Grüne Volker Beck legt nach Drogenfund Ämter nieder

Volker Beck hat alle Ämter in der Bundestagsfraktion von Bündnis 90/Die Grünen niedergelegt.

(Foto: picture alliance / dpa)
  • Bei Grünen-Politiker Volker Beck hat die Polizei bei einer Kontrolle offenbar Rauschgift gefunden, die genaue Substanz ist noch nicht bestätigt.
  • Beck hat deshalb alle seine Ämter in der Grünen-Fraktion niedergelegt und will sich nur über seinen Anwalt äußern.
  • Ob er sein Bundestagsmandat behält, ist noch offen.
Von Stefan Braun, Berlin

Der langjährige Bundestagsabgeordnete der Grünen, Volker Beck, hat am Mittwoch mit sofortiger Wirkung alle Fraktionsämter niedergelegt. Der 55-jährige Parlamentarier aus Köln war zuletzt innen- und religionspolitischer Sprecher der Grünen-Bundestagsfraktion gewesen. Beck reagierte damit auf die Tatsache, dass er tags zuvor in Berlin bei einer Polizeikontrolle mit Drogen erwischt worden war. Das bestätigte der Sprecher der Berliner Staatsanwaltschaft am Mittwoch.

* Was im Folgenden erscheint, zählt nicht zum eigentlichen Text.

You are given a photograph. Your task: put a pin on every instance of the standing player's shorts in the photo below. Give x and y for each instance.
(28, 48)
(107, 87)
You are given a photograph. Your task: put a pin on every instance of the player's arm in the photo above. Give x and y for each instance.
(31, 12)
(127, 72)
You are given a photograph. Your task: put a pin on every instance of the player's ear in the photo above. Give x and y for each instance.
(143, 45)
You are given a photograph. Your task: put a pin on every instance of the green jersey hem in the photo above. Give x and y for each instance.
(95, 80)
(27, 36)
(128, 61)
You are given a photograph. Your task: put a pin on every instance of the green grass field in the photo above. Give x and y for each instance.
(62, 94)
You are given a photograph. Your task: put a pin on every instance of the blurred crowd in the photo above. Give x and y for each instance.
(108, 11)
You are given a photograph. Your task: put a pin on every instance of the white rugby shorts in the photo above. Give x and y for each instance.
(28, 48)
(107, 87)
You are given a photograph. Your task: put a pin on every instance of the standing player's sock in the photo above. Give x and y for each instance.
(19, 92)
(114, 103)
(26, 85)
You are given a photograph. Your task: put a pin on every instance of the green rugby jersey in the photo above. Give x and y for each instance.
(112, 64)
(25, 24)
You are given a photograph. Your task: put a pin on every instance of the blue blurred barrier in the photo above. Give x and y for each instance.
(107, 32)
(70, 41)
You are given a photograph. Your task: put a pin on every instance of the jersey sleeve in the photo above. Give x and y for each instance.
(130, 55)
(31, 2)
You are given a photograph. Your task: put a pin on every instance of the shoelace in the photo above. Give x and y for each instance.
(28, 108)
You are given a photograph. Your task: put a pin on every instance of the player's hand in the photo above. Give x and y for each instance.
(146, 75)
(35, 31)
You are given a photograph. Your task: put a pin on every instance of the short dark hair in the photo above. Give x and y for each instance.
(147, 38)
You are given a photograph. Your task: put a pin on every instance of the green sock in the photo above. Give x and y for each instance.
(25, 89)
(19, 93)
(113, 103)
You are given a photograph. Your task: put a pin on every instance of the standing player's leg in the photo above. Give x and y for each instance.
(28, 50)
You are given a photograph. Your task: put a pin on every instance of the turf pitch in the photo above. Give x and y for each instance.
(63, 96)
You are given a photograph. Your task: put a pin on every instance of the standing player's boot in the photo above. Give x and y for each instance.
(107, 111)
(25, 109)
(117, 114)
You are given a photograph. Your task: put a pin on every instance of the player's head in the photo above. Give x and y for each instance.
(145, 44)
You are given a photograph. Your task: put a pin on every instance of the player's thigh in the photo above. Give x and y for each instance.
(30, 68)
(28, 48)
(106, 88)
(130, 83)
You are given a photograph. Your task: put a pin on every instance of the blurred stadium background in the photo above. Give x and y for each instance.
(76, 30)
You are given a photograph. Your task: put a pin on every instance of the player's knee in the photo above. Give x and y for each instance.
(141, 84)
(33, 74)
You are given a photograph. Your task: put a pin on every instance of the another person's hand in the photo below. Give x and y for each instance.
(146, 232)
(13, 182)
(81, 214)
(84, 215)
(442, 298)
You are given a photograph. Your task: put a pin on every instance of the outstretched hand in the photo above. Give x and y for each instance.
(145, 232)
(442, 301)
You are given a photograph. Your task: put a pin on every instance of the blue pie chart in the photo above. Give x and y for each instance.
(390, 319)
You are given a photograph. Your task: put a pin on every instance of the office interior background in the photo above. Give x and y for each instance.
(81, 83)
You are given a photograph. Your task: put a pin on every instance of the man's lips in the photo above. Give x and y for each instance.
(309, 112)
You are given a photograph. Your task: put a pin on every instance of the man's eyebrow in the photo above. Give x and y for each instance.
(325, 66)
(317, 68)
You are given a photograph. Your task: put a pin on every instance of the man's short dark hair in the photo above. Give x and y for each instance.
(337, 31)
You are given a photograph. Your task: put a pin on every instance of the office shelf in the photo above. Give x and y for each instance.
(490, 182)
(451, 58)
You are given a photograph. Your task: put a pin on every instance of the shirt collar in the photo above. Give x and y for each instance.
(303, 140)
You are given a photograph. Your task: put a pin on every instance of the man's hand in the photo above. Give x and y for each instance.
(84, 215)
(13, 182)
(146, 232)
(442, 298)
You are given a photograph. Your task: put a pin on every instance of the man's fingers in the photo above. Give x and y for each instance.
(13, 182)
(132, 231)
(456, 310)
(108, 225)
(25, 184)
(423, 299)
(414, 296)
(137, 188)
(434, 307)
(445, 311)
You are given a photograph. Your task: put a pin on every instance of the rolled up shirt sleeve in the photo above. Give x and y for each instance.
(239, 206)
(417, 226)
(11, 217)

Nach einem Bericht der Bild-Zeitung soll es sich dabei um das hoch gefährliche Crystal Meth gehandelt haben. Die Staatsanwaltschaft wollte diese Information am Mittwoch aber nicht bestätigen. Sicher ist nur, dass es sich um 0,6 Gramm gehandelt hat. Der Sprecher der Staatsanwaltschaft betonte, bei Beck sei eine "betäubungsmittelverdächtige Substanz" entdeckt worden. Was genau es gewesen sei, werde noch untersucht.

Beck wollte sich zu den Vorwürfen nicht persönlich äußern. Auf seiner Internetseite erklärte er aber, dass er alle Ämter aufgebe, die ihm die Fraktion verliehen habe. Dazu zählt neben den beiden Sprecherposten auch das Amt als Vorsitzender der deutsch-israelischen Parlamentariergruppe. "Ich habe immer eine liberale Drogenpolitik vertreten. Zu den gegen mich erhobenen Vorwürfen wird mein Anwalt zu gegebener Zeit eine Erklärung gegenüber der Staatsanwaltschaft abgeben", schrieb Beck in einer kurzen Erklärung.

Noch offen ist, ob Beck Abgeordneter bleibt

In Berlin gab es sehr unterschiedliche Reaktionen auf die Nachricht. Britta Haßelmann, die Geschäftsführerin der Grünen-Bundestagsfraktion, erklärte, sie wolle zunächst die Ermittlungen abwarten. "Wir nehmen die persönliche Entscheidung von Volker Beck mit Respekt zur Kenntnis und werden das Gespräch mit ihm suchen", betonte Haßelmann. Die frühere grüne Bundestagsabgeordnete Agnes Krumwiede sagte mit Blick auf Volker Beck, der Bundestag verliere einen seiner "Allerbesten". Allerdings war am Mittwoch noch offen, ob Beck auch sein Mandat als Abgeordneter aufgeben wird.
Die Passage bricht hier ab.